The first was the classic Amiga demo, Boing. It would be difficult (if not impossible) to explain to anyone who didn’t grow up on 8-bit computers how amazing it was to watch a red and white checkered ball bounce back and forth across a computer screen. The booming sounds played in stereo each time the ball bounced gave the spinning sphere a sensation of mass. I watched the Boing demo that day longer than I care to admit — and it’s not as if I was expecting the ball to do something new. The way it bounced, the smoothness of the rotation, the realistic sounds it generated… that was enough. As unimpressive as it might seem today, every 8-bit computer owner who saw that demo knew we were witnessing something our computers couldn’t do — and the Amiga could do it while multitasking. A new age had arrived.
The second thing I remember from that day wasn’t something I saw, but rather something I heard — an Amiga 1000 playing Axel F, the theme from Beverly Hills Cop. The Commodore 64’s audio output, powered by its three-voice SID chip, put most of its 8-bit contemporaries to shame. Hearing an Amiga belting out MOD tunes (with digital samples and in stereo) was like experiencing something from the future. The Amiga has a unique tone that any fan of the system can instantly recognize. I didn’t know what that tingly feeling in my tummy was at the time, but it turned out to be love. The guys at the table had Axel F playing on a loop for hours that day, and I never got tired of hearing it. (My mom probably did.)
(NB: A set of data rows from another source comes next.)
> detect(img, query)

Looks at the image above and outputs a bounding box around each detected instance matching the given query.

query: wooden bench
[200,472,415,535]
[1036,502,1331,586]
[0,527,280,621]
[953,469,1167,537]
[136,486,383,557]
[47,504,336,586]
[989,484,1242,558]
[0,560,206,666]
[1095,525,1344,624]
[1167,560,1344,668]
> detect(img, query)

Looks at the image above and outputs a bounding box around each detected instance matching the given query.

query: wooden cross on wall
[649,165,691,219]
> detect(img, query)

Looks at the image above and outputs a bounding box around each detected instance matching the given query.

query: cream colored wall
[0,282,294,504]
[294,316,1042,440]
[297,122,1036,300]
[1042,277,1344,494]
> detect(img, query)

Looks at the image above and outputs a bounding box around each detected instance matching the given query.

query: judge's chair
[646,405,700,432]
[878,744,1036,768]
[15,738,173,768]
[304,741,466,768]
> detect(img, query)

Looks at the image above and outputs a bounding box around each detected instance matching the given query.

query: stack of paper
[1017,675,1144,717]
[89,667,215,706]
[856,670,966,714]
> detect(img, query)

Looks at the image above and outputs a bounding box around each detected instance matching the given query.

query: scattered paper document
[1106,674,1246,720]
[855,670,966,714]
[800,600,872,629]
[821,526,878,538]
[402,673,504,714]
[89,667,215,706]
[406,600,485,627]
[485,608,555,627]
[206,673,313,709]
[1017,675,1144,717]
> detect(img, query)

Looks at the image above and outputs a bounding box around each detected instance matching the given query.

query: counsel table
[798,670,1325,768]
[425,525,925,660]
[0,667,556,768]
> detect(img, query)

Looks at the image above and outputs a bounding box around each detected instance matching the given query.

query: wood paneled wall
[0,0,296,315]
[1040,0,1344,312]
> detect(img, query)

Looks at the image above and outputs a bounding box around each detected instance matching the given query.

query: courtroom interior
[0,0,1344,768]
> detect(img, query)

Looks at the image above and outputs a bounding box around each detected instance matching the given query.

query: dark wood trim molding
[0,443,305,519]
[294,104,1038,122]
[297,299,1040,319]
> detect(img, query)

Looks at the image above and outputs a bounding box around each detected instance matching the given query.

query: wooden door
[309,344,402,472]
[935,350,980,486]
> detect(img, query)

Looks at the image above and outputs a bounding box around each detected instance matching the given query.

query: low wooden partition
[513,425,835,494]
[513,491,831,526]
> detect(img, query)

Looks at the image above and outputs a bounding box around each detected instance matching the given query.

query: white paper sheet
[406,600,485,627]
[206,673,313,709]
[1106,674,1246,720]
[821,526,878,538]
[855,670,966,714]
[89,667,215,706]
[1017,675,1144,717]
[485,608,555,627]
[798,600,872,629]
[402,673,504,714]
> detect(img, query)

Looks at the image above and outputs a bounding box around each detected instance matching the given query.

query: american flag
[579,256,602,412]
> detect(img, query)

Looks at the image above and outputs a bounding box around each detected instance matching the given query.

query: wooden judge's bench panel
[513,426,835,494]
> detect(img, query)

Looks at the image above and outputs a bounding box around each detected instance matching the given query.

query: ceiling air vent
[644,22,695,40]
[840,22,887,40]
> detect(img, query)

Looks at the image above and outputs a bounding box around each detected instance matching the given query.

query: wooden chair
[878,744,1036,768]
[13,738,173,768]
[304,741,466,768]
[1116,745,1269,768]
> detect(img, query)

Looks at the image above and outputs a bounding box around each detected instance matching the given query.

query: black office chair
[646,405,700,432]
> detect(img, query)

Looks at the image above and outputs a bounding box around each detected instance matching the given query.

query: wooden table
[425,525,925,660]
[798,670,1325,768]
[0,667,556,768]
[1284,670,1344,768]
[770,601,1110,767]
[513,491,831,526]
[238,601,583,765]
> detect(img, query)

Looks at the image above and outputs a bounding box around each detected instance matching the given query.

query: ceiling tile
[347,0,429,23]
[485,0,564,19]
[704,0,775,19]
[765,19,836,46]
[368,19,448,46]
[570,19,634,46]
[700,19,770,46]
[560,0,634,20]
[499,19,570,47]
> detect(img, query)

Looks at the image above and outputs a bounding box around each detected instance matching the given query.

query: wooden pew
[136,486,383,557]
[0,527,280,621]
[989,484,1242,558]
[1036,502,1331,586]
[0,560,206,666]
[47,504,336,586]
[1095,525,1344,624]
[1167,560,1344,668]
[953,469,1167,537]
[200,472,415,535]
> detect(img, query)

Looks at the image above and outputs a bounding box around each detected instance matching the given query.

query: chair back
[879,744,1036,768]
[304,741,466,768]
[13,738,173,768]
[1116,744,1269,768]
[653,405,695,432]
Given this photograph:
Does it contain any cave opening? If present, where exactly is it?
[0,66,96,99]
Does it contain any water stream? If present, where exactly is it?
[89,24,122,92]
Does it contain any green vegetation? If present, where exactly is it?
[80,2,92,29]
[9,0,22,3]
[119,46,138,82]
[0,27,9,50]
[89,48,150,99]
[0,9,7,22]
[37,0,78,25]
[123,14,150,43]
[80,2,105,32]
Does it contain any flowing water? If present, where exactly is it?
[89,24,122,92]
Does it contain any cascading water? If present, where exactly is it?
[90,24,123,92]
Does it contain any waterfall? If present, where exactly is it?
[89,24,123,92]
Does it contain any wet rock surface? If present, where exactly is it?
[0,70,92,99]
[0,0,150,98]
The third thing I saw that day was a game called Mind Walker, which was, I believe, the first Amiga game I ever played. One of the guys at the table tried to explain to me the game’s complicated backstory (it takes place inside the brain of a mental patient) and all the strategy involved at navigating the world map, but I didn’t understand (or particularly care) about any of that at the time. The platform portion of Mind Walker takes place in a three-dimensional landscape. The characters within the game shoot lightning, which manifests itself in the Amiga’s speakers as realistic-sounding electricity. At some point, my character fell into a kaleidoscope of color, grasping for the walls with his hands out in front of him. I didn’t understand a lick of what was going on, but I enjoyed it all the same. I loved the fact that the game was complicated, something more than a typical arcade port. I knew the Amiga would usher in not only better games, but entirely new genres of gaming. And it did.
That morning when we arrived at the show and were setting up our table, I had secretly (and selfishly) hoped that some of the Commodore 64 games we had brought wouldn’t sell. (Whatever didn’t sell, I reasoned, I might inherit!) But the more time I spent at the next table over, drooling in front of that Amiga 1000 with its amazing sounds and graphics, the less important those Commodore 64 games seemed. By the end of the day I had already done the math — if I skipped lunch for all of 8th and 9th grade, I would have saved enough lunch money to buy my own Amiga by the time I was a sophomore. That didn’t happen, of course. (My school’s cafeteria made a mean taco pizza.) Despite my Amiga dreams, I remained a loyal Commodore 64 owner for another five or six years, and it wasn’t until a friend of mine finally upgraded that I was able to experience first hand the power of the Amiga.